- ISHN GLOBAL
- EHS RESEARCH
When carpenters were surveyed by NIOSH1 about what would encourage them to use safety eyewear regularly, some of their responses were, well, eye-opening.
The top answer?
The carpenters said they would use their safety eye equipment if it was well-fitting, stylish and comfortable. They also wanted a choice of eyewear (Answer #2), both dark and clear lenses (Answer #3) and holders and straps that would make the safety eyewear accessible (Answer #4).

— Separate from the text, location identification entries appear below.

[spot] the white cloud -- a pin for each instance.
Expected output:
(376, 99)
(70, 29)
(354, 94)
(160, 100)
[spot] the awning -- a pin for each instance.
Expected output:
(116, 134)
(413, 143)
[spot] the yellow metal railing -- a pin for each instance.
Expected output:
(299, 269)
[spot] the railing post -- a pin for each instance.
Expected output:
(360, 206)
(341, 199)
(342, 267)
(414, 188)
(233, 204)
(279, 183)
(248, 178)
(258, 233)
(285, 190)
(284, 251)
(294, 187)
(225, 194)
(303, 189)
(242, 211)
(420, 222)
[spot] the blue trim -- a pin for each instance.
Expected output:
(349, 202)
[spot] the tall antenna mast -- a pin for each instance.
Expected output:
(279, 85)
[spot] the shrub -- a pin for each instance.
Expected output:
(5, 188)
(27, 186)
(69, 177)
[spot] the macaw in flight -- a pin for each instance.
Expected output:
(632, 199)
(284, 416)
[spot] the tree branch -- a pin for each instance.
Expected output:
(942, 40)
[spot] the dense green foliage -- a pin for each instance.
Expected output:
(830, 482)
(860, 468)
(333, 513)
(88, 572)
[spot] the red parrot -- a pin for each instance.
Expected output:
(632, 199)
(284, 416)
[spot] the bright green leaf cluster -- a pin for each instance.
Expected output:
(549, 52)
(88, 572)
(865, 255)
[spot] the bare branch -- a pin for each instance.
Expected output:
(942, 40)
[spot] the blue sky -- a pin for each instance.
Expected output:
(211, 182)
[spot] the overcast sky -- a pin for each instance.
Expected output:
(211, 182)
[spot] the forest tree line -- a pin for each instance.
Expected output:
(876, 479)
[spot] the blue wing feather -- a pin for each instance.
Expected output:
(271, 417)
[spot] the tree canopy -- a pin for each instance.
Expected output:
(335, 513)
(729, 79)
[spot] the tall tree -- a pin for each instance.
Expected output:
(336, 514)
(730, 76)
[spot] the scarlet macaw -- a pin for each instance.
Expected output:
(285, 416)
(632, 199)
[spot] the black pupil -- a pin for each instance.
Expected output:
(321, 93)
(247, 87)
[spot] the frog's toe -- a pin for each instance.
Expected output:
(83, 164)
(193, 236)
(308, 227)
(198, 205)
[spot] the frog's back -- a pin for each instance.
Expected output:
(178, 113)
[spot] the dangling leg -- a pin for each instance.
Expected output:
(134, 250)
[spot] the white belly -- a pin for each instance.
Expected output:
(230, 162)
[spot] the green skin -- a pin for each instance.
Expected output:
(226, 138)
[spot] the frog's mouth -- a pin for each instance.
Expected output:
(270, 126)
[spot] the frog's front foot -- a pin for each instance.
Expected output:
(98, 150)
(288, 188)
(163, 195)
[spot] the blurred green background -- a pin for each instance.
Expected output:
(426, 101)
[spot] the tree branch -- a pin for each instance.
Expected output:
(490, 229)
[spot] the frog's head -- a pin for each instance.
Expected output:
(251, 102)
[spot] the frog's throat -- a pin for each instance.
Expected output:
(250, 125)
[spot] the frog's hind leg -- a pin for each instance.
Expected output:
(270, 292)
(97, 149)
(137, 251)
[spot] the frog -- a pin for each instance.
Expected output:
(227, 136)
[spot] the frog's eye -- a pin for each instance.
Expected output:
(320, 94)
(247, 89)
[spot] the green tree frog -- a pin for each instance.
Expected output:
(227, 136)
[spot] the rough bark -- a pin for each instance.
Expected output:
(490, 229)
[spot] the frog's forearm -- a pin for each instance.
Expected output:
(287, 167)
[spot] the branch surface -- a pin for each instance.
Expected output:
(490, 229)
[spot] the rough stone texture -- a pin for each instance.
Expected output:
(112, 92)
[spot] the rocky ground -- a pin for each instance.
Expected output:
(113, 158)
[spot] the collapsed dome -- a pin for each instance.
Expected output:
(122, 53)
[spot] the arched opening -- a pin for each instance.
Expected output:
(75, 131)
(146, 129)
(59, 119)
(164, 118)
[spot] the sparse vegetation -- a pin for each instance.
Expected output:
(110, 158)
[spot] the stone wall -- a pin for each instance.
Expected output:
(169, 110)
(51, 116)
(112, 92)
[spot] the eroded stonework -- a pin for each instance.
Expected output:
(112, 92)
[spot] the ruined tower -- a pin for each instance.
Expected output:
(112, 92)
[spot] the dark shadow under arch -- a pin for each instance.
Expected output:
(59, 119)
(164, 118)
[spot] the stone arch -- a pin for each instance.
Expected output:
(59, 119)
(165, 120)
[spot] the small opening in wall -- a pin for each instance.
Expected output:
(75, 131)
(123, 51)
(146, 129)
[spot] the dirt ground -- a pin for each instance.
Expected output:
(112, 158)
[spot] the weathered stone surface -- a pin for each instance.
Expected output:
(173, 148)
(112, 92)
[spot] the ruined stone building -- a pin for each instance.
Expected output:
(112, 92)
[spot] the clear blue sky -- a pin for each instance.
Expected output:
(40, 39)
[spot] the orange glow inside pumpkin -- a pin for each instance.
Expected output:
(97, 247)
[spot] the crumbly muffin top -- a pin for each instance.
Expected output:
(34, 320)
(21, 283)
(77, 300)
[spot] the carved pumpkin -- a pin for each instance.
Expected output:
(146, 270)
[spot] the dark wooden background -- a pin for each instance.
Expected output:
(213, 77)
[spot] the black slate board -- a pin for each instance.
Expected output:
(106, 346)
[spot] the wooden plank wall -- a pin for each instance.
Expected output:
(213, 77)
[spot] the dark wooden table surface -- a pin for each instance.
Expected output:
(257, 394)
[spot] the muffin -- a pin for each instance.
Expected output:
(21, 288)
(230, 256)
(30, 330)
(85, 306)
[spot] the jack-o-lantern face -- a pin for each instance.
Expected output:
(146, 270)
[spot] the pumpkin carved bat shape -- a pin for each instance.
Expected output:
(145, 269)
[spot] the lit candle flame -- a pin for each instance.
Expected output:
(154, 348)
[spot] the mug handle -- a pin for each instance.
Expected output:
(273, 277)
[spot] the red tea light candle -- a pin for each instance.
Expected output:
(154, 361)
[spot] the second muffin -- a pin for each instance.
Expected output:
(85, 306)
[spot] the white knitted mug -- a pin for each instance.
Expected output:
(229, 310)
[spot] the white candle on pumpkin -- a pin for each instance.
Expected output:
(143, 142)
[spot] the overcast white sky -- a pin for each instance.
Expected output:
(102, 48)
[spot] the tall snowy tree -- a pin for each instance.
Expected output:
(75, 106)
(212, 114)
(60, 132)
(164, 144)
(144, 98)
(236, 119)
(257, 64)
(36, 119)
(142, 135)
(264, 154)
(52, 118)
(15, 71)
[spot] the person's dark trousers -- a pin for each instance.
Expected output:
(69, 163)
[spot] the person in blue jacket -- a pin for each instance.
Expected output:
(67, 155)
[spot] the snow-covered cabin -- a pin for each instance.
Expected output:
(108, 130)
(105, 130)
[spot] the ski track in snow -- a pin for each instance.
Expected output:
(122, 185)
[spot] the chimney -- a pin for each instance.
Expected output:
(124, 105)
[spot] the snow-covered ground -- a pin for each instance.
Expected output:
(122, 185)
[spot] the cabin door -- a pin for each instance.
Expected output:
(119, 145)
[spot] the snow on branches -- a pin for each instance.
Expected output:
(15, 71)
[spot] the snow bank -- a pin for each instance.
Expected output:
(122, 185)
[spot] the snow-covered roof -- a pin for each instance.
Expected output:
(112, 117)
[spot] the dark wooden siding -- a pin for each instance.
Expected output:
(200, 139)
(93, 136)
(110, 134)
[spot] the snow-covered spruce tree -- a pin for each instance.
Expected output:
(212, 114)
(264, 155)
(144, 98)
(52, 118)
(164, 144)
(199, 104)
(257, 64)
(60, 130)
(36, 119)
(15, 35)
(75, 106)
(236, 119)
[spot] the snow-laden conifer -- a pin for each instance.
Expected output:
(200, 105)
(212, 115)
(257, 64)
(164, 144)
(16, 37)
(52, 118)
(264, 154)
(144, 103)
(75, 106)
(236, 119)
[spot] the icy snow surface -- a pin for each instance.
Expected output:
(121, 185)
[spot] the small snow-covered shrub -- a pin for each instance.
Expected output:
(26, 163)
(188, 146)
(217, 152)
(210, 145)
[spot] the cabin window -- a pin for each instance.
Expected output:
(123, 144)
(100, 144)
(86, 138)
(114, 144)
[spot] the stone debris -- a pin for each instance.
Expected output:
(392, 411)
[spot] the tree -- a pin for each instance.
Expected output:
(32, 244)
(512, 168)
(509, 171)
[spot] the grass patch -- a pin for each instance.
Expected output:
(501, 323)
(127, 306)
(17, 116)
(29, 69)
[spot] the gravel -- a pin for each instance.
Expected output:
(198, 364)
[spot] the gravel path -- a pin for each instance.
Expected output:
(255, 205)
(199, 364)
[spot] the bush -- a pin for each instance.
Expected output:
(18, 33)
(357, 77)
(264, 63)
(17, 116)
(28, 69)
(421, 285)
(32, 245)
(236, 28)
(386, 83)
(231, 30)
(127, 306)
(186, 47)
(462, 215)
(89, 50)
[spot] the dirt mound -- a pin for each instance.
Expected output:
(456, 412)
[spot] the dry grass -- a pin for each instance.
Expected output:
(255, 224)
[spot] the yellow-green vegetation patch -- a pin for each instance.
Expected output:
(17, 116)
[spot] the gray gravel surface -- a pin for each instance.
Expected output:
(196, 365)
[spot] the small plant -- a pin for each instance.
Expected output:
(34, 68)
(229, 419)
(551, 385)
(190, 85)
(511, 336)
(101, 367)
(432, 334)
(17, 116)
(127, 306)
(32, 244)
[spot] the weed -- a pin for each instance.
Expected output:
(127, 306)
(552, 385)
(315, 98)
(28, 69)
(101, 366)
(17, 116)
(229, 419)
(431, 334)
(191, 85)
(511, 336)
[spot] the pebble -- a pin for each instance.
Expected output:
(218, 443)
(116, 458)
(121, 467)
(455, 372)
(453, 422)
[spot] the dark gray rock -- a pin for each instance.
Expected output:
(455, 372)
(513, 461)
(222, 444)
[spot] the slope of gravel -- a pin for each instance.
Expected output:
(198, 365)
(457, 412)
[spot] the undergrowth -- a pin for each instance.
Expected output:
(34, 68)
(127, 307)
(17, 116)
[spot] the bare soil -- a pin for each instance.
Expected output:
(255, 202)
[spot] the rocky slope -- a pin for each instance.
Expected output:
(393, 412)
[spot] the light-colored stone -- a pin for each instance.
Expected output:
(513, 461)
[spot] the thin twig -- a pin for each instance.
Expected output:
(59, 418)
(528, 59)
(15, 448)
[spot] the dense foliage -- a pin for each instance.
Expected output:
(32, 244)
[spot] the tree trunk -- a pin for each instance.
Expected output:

We’ll explore these preferences in detail, but first: a sobering reminder of why it’s so important for at-risk employees to wear eye protection.
By the numbers
Job-related eye injuries blind thousands of people each year and cost U.S. employers more than $300 million in lost production time, medical expenses and worker compensation.2 Eye doctors estimate that 90% of occupational eye injuries could be lessened in severity or even prevented – had eye protection or the right kind of eye protection been worn.3
Different industries, different hazards
The variety of dangers to which workers’ eyes are exposed depends upon the work environment, the tasks workers are required to do and the materials they must work with in order to accomplish those tasks.
Different industries and job types produce different hazards. Construction workers have one of the highest eye injury rates overall. They are often injured by the rebounding of nails or by metal slivers caused by hammering. Carpenters’ most common source of eye injury: particles of dust, metal, wood, slag, drywall or cement.5 Welders can suffer eye damage from exposure to arcs and flashes (intense UV radiation).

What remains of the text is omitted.